Here come the girls....
"I had a car accident when I was 32. After my spinal cord injury which left me paraplegic it's forced me to live a life whereby I cannot do a lot of thing that I would be able to if I was walking. I work daily with the Cure Girls and have visited labs here in Italy. I help raise money for Marina's charity and my Friends help us a lot too."
"I was only 17 years old when I was involved in a car accident with my family which left me paraplegic. I am an active person with an extremely busy life, a graduate, I have a full time job and am politically engaged but I don't want to spend the rest of my life confined to a wheelchair so I decided to create the Cure Girls blog. I work very hard on a daily basis with the Cure Girls and I spend a lot of time raising awareness and fundraising so that it gets donated directly to research initiatives that focus on curing chronic spinal cord injury."
"In 2004 during a night out with friends an incident occurred which transformed my life. Suddenly I was lying on the floor of a nightclub totally paralysed. What followed was ten months of rehabilitation in a spinal unit miles away from my home. During this time my family and I decided to fight this situation all the way and do everything we can for me to walk again. Since returning home I still work very hard to maintain my fitness, working with my physio five times per week. I retain my passion for the same things I had pre-injury namely travelling, fashion, music and glamour modelling and have taken part in a skydive, sponsored cycles and Wings For Life alongside my fellow Cure Girls."
"At present I'm a student of psychology at the University of Bologna but at time of my injury I was a professional cyclist and had a promising career in Italian cycling. In June, 2010 I had a very serious accident during my cycling training when a car cut me up making me come crashing off my cycle. Since that terrible day my life has changed radically. During the long period spent in hospitals and rehabilitation centres, I really discovered the pain of human cases that are even more dramatic and awful than mine. It is for this reason that with my family and closest friends I set up the non-profit Marina Romoli Onlus with the aim to support research into therapies able to cure spinal cord injuries. We help them financially in order to help them pay the very expensive costs of therapies and rehabilitation. My charity has raised over 200.000€."

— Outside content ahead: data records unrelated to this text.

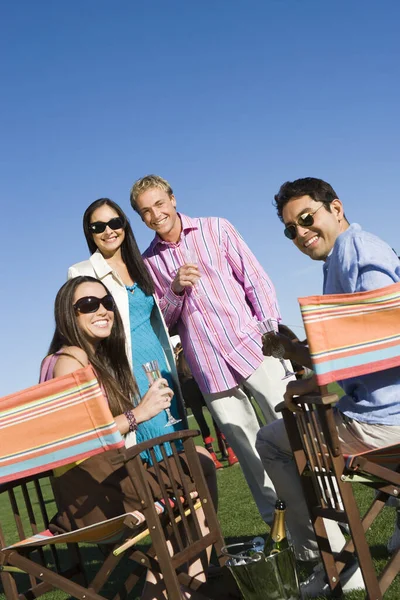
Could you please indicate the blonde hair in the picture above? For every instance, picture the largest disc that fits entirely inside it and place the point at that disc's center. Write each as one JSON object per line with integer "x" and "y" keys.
{"x": 145, "y": 183}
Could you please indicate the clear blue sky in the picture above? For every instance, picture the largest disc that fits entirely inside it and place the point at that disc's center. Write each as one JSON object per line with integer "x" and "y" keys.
{"x": 226, "y": 99}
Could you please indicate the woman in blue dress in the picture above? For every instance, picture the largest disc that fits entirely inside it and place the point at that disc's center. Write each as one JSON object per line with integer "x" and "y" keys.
{"x": 117, "y": 262}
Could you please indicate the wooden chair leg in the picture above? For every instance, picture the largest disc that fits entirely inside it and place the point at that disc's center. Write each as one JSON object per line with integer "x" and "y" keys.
{"x": 9, "y": 586}
{"x": 360, "y": 542}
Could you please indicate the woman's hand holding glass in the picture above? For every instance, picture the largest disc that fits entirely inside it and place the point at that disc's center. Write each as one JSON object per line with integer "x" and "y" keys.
{"x": 157, "y": 398}
{"x": 153, "y": 374}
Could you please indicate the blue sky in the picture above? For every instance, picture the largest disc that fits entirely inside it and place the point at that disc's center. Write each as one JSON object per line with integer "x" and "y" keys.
{"x": 226, "y": 99}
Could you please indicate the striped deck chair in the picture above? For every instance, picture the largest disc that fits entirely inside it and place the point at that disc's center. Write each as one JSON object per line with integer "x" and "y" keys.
{"x": 64, "y": 420}
{"x": 348, "y": 335}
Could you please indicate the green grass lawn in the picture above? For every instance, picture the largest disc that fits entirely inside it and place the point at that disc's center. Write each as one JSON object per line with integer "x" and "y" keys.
{"x": 241, "y": 521}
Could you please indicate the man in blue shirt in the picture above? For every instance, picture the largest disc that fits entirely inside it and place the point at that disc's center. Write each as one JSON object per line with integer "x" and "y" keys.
{"x": 369, "y": 413}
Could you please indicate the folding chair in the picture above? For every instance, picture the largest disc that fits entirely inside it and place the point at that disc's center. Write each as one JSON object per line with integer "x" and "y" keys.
{"x": 348, "y": 335}
{"x": 65, "y": 420}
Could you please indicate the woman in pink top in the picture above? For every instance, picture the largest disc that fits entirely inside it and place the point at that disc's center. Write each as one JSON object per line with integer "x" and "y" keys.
{"x": 89, "y": 331}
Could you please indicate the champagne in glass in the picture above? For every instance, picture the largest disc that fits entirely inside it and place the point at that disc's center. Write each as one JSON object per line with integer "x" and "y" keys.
{"x": 268, "y": 328}
{"x": 153, "y": 373}
{"x": 190, "y": 258}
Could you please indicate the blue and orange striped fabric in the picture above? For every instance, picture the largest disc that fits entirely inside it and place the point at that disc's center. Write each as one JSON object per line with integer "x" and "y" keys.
{"x": 53, "y": 424}
{"x": 353, "y": 334}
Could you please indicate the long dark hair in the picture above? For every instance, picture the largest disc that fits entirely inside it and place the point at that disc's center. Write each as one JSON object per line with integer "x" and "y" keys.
{"x": 109, "y": 361}
{"x": 129, "y": 250}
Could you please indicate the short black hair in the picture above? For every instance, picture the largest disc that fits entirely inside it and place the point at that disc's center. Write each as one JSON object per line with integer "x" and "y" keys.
{"x": 318, "y": 189}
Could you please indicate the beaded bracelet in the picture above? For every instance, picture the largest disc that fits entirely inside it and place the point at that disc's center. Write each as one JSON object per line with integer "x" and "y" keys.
{"x": 131, "y": 420}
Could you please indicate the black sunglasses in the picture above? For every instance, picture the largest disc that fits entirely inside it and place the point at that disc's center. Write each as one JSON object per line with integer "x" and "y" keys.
{"x": 305, "y": 220}
{"x": 89, "y": 304}
{"x": 100, "y": 226}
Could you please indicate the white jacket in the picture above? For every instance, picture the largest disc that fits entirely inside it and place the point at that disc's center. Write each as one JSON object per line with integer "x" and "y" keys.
{"x": 98, "y": 267}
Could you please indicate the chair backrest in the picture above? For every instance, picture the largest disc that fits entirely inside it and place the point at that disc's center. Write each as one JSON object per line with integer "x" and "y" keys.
{"x": 53, "y": 424}
{"x": 353, "y": 334}
{"x": 348, "y": 335}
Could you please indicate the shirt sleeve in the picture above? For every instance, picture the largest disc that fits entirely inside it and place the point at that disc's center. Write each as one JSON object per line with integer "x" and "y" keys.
{"x": 259, "y": 289}
{"x": 368, "y": 263}
{"x": 170, "y": 303}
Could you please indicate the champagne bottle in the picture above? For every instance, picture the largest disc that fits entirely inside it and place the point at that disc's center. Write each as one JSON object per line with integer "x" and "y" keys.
{"x": 277, "y": 540}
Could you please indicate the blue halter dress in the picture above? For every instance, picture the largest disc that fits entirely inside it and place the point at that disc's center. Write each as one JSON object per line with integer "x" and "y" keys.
{"x": 146, "y": 347}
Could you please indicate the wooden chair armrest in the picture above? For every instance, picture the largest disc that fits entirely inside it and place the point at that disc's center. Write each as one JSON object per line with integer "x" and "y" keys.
{"x": 130, "y": 453}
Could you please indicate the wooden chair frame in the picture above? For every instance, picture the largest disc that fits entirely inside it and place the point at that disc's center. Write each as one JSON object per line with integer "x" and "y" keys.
{"x": 181, "y": 522}
{"x": 326, "y": 475}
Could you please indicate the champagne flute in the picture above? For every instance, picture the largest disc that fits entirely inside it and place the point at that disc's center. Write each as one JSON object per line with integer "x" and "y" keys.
{"x": 153, "y": 373}
{"x": 269, "y": 327}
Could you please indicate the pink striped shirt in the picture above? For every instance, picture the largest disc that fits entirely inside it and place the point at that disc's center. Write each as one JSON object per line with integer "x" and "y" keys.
{"x": 217, "y": 320}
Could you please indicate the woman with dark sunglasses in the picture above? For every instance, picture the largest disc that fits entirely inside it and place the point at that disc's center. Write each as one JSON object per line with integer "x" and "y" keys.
{"x": 89, "y": 330}
{"x": 116, "y": 261}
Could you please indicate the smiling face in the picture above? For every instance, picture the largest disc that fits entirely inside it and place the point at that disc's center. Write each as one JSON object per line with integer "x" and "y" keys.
{"x": 110, "y": 241}
{"x": 318, "y": 239}
{"x": 158, "y": 211}
{"x": 95, "y": 326}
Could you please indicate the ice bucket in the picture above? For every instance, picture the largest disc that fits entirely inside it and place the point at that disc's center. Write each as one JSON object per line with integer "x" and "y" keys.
{"x": 263, "y": 578}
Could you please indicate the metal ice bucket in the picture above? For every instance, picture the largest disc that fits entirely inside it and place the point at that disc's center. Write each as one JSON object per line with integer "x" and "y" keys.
{"x": 263, "y": 578}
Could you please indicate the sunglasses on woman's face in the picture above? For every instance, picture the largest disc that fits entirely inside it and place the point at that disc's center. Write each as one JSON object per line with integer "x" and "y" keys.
{"x": 89, "y": 304}
{"x": 305, "y": 220}
{"x": 100, "y": 226}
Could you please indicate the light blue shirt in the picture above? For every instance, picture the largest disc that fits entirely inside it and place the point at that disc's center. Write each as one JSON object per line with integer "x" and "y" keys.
{"x": 359, "y": 262}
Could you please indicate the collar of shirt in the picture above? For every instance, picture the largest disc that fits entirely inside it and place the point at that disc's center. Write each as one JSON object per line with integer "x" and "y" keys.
{"x": 187, "y": 225}
{"x": 347, "y": 232}
{"x": 100, "y": 265}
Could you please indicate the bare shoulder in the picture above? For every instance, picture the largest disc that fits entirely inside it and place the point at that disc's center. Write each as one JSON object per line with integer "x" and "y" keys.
{"x": 71, "y": 359}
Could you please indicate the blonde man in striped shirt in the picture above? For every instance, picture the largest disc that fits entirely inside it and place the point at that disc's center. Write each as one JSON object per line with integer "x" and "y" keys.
{"x": 213, "y": 288}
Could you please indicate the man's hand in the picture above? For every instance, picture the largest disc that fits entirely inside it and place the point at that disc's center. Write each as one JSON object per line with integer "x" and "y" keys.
{"x": 299, "y": 387}
{"x": 187, "y": 276}
{"x": 294, "y": 351}
{"x": 270, "y": 342}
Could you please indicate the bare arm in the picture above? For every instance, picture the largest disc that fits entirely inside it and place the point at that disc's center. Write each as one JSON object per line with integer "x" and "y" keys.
{"x": 157, "y": 398}
{"x": 71, "y": 359}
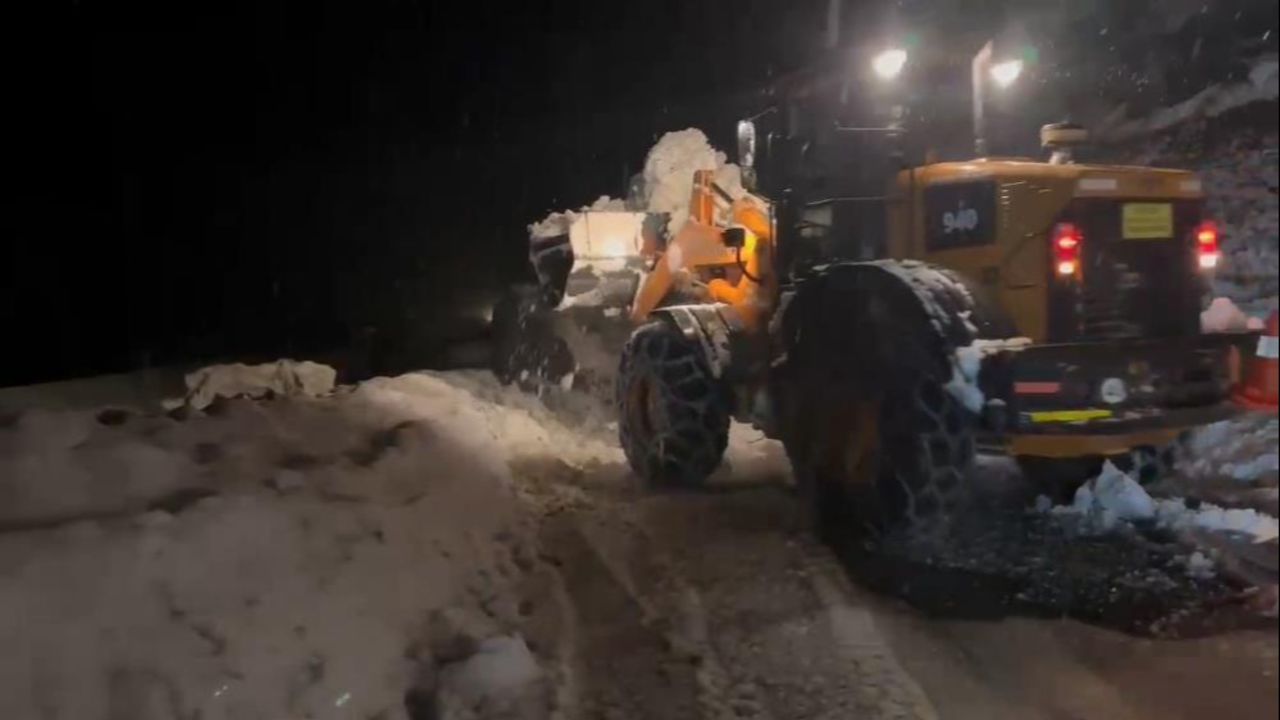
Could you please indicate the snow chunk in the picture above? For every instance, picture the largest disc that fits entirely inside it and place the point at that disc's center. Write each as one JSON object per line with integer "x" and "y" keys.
{"x": 1107, "y": 500}
{"x": 552, "y": 226}
{"x": 1118, "y": 492}
{"x": 1114, "y": 497}
{"x": 1198, "y": 565}
{"x": 967, "y": 365}
{"x": 283, "y": 377}
{"x": 503, "y": 673}
{"x": 1258, "y": 527}
{"x": 1224, "y": 317}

"I was 11 in 1987 when a fall from a swing left me paralysed from the shoulders down. I support research, making donations to various charities and work everyday with my fellow Cure Girls. I participated in the last two Wings for Life World Run. A cure for me would mean no more fear about my future because just recovering the use of my arms and hands is all I need... after 29 years of tetraplegia I think this is a fair wish."
"I was 28 years old and so fit and healthy when I sustained a C4/5 spinal cord injury when I fell to the ground whilst doing a simulated air surf on the beach. I went from being a beach loving, surfer girl who loved martial arts, running and was also a really good cook now confined to a wheelchair and fighting for a cure. I have organised fundraising events in Porto Alegre, Brazil and take part in the Wings for Life World Run along with my sister and lots of my friends & family. I've also appeared on TV and newspapers here in Brazil to raise awareness and spread the message that there is an urgency for a cure for paralysis."
"I was 22 when I had a riding accident during a polo match. For many years I was very lonely. My twin sister had her life and watching her do all the things we were both supposed to be doing was hard. I have had quite a few health problems around bladder and medications. I suffer badly from nerve pain. I am married now and we have a 9 year old son. That was a very difficult time. I work tirelessly to raise awareness along with the girls. To have a cure would be like being given a miracle. To be able to go on the beach with my son and I'd marry my husband again - but standing up this time."